La fuite n’a pu se produire qu’en un seul endroit : Tiflis. Qui était au courant de l’affaire ? Le colonel Pestroukhine, personne d’autre. Cependant, il serait absurde de soupçonner le chef de la direction de la Gendarmerie d’entretenir des liens avec les révolutionnaires. Lui-même, comme le défunt Spiridonov, a été depuis longtemps condamné à mort par les terroristes !

Il manque un maillon dans la chaîne logique…

Ils débouchèrent dans la rue alors que le tournage était déjà terminé. Avec des gestes précautionneux, les nègres ressuscités aidaient Claire à descendre de son dromadaire.

— Eraste, comme c’est gentil de m’avoir attendue !

Il s’approcha et salua.

— De quoi désiriez-vous m’entretenir ?

Fandorine poussa un soupir.

— Écoutez, vos collègues vont-ils désormais passer leur vie à me reluquer ?

Son épouse posa sur lui un regard empli d’un amour absolu, regard peaufiné pour son rôle dans La Fille sans dot : « Que m’importe ce qu’on raconte ! Je puis être avec vous n’importe où. Vous m’avez enlevée, vous devez à présent me ramener chez moi ! »

Elle prononça d’ailleurs à peu près les mêmes paroles :

— Que m’importe ? Qu’ils regardent ! Vous êtes mon mari, et je suis votre femme ! Nous devons être toujours et partout ensemble ! Je ne suis pas en droit, je le sais, de vous formuler des griefs. Je suis infiniment coupable à votre endroit, j’ai accordé trop peu d’attention à votre personne et à notre relation. Toute mon âme, tout mon temps sont voués à l’art, à cette malédiction, à cet opium qui assèche ma vie ! Aussi, tout vous autorise à me punir cruellement et à ruiner ma réputation !
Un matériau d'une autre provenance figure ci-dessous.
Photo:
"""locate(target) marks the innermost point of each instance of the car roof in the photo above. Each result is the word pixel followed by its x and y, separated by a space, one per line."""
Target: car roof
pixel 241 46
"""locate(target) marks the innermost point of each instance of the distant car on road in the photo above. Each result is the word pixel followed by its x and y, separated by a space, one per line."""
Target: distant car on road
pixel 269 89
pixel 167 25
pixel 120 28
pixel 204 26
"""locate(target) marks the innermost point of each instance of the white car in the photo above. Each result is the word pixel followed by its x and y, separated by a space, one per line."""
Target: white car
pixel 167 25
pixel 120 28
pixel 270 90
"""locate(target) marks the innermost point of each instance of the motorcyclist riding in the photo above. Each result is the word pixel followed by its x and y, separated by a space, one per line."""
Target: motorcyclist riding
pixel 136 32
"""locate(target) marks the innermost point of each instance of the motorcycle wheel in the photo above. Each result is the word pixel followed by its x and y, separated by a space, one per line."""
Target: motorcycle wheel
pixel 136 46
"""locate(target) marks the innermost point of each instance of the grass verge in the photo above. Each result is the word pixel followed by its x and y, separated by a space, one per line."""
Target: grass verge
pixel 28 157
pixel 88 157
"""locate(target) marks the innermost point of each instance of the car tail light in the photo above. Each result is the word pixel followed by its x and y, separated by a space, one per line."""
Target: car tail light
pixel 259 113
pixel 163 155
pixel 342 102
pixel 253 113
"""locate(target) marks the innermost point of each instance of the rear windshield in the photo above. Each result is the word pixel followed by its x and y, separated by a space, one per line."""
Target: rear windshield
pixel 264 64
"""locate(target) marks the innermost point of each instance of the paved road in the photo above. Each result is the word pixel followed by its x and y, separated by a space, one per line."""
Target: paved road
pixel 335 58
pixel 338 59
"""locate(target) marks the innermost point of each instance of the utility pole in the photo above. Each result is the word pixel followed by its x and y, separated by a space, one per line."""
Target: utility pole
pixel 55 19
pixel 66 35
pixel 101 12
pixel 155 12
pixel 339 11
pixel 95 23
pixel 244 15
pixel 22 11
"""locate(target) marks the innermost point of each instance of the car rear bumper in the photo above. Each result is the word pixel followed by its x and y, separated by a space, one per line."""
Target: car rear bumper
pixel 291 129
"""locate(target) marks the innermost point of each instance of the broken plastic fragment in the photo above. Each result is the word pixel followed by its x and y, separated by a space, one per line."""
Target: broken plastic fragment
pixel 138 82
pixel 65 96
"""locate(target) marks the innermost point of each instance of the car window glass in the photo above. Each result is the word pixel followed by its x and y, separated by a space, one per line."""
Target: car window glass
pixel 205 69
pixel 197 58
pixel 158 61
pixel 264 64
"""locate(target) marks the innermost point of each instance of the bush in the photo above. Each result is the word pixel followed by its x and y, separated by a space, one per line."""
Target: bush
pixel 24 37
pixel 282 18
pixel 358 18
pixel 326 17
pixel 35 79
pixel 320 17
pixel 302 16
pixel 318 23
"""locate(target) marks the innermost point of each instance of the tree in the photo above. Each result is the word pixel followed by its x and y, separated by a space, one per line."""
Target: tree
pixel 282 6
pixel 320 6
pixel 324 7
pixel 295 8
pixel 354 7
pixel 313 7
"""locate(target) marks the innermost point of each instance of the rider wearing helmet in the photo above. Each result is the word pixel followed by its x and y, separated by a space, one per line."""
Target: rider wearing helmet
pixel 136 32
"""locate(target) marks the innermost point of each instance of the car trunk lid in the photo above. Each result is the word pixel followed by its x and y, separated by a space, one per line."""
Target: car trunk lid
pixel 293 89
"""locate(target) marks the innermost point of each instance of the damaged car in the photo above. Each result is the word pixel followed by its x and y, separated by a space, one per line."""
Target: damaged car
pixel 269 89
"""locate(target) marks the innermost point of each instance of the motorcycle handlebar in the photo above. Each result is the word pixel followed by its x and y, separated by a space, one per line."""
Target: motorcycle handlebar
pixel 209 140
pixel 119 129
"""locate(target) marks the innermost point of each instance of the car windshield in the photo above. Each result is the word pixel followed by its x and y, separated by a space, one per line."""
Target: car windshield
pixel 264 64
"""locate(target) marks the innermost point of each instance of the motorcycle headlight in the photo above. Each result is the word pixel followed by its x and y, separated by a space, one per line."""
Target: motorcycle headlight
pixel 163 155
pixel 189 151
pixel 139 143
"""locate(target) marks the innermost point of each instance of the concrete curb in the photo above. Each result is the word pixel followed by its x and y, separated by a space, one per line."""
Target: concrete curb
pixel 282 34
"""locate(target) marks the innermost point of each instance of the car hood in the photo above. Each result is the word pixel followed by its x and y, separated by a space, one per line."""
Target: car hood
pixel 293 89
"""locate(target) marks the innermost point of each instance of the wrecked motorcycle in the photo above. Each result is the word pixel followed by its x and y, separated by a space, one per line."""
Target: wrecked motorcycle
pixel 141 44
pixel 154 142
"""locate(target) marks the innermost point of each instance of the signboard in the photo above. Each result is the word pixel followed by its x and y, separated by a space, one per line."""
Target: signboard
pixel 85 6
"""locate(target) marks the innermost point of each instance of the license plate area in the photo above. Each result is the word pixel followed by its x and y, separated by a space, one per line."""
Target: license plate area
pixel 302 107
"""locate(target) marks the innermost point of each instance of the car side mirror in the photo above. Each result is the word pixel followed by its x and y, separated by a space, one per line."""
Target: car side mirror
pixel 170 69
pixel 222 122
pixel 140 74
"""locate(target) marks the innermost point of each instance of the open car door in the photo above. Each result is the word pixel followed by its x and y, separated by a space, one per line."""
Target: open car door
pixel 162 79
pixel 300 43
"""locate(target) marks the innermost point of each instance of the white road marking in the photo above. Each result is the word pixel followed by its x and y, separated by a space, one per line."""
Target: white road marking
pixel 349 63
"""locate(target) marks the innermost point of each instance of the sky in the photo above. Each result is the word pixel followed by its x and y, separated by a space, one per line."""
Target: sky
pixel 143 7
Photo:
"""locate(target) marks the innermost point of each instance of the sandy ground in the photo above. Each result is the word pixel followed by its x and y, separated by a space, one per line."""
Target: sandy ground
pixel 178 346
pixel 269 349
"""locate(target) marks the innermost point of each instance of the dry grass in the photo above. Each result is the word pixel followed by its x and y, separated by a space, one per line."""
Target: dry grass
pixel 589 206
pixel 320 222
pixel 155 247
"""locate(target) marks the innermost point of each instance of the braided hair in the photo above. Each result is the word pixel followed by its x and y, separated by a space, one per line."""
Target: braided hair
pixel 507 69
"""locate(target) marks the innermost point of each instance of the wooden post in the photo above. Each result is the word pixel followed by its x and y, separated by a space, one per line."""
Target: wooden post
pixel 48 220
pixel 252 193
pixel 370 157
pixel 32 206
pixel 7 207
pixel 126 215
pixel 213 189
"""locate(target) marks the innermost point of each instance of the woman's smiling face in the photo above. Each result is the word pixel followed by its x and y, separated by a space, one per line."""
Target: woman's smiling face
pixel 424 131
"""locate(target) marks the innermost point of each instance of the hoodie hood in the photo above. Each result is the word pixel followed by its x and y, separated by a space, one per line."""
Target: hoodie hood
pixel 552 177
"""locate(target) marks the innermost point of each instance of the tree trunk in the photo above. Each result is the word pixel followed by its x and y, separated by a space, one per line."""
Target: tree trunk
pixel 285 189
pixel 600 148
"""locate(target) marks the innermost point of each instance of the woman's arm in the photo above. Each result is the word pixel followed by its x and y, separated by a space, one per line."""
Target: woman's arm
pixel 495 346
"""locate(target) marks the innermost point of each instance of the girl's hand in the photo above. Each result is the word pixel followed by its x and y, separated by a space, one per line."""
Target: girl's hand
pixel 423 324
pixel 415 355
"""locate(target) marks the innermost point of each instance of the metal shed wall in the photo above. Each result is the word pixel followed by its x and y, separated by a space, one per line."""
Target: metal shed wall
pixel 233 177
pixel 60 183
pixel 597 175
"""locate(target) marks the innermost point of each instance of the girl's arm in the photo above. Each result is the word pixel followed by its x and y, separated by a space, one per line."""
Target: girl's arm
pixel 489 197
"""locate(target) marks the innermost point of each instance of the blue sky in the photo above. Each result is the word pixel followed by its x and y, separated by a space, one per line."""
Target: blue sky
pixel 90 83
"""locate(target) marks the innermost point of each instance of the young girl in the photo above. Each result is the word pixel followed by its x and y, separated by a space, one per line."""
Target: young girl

Nouvelle exploitation du « don lacrymal ». Mon Dieu, quel ennui…

— Bien, mais que désirez-vous ? coupa Eraste Pétrovitch. Que vient faire ici votre réputation ?

Cette fois-ci, Claire fondit en pleurs pour de bon. Fandorine savait reconnaître ses vraies larmes : en de tels moments, son épouse cessait de « tenir son visage », il s’altérait et recouvrait un aspect humain normal. Mais l’époque était depuis longtemps révolue où Eraste Pétrovitch était ému de ces rares instants de naturel. En outre, il devinait parfaitement ce qui affligeait Claire : elle prenait conscience que son charme n’opérait plus.

— Vous ne m’aimez plus, dit-elle dans un sanglot. Vous êtes devenu comme un étranger… Vous n’avez plus que faire de moi.

— Que voulez-vous ? répéta-t-il, commençant à soupçonner la raison de tout ce mélodrame. Que demain je vous accompagne chez votre b-bienfaiteur ?

— Il n’est pas mon bienfaiteur ! En aucune façon ! Mais de cet homme dépend le sort d’un film dans lequel j’ai investi tout mon talent. Oh, je vous en supplie !

Elle se tordit les mains en un geste dont on n’use que sur scène, et dans la vie, jamais.

— Je sais combien vous détestez les assemblées nombreuses. Mais il vous suffirait de vous y montrer ! Ne faites pas de moi la cible des ragots ! Il n’est rien de plus ignoble que le rôle de l’épouse que son propre mari dédaigne !

— Très bien. Nous arriverons en même temps, et puis je p-partirai.

Claire cligna des yeux. Elle ne s’attendait pas à une si prompte victoire.

— Vous n’allez pas changer d’avis ?

— Non.

Ses larmes séchèrent aussitôt, tandis que son visage s’illuminait d’un sourire triomphant.

Elle est certaine d’avoir trouvé une nouvelle clef ouvrant mon cśur, songea Fandorine : on pleure un bon coup, et on peut faire de moi tout ce qu’on veut. Grand bien lui fasse.

— Pourquoi devons-nous aller là-bas, maître ? demanda Massa quand Fandorine eut pris congé de Claire.

Le Japonais était, bien sûr, resté derrière lui et avait écouté toute la conversation.

— Pour avoir un entretien sérieux avec Choubine. Dès lors qu’Ulysse est au courant de mon arrivée, il n’y a aucun sens à se cacher d’un homme qui p-peut se révéler utile. Il faut parvenir à savoir si les dossiers de la police ne conservent pas la trace d’un boiteux habitant la Ville Noire. Un autre invalide m’intéresse également : un manchot qui, malgré son infirmité, manierait fort bien le poignard et le fusil.